Identifying adaptability in the DNA
Shedd is expanding coral monitoring throughout the Bahamas by using its research vessel, the R/V Coral Reef II, to collect samples of coral DNA. These samples are then analyzed using our state-of-the-art genetics laboratory back at Shedd to identify the genetic traits that may help corals survive and adapt in warming oceans. Identifying naturally robust corals will help to prioritize conservation efforts, to build climate-ready coral nurseries and restore degraded reefs and to accelerate the spread of resilient traits through coral populations.

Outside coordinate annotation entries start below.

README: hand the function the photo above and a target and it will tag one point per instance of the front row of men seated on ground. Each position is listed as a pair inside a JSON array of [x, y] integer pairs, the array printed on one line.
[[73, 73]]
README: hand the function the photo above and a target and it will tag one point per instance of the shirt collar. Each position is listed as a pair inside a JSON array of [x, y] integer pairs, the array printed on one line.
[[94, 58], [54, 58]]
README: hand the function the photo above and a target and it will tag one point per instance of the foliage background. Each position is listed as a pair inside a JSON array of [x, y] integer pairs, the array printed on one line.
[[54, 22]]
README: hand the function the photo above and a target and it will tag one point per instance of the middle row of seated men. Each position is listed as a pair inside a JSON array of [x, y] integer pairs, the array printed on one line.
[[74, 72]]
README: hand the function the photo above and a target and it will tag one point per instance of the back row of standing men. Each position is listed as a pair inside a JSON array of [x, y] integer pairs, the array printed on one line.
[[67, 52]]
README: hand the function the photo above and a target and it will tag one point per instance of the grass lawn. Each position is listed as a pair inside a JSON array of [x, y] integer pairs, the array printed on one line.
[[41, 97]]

From the Bahamas to reefs around the world
While mitigating climate change is the most important step to secure a future for coral reefs, active intervention and restoration approaches are also necessary to help maintain the critical ecosystem goods and services we get from reefs, from protein-rich seafood to protective buffer zones between land and sea. As the threats facing coral reefs grow, Shedd’s work in developing and applying novel, science-based coral conservation approaches in the Bahamas helps to ensure the future survival of coral reefs around the world.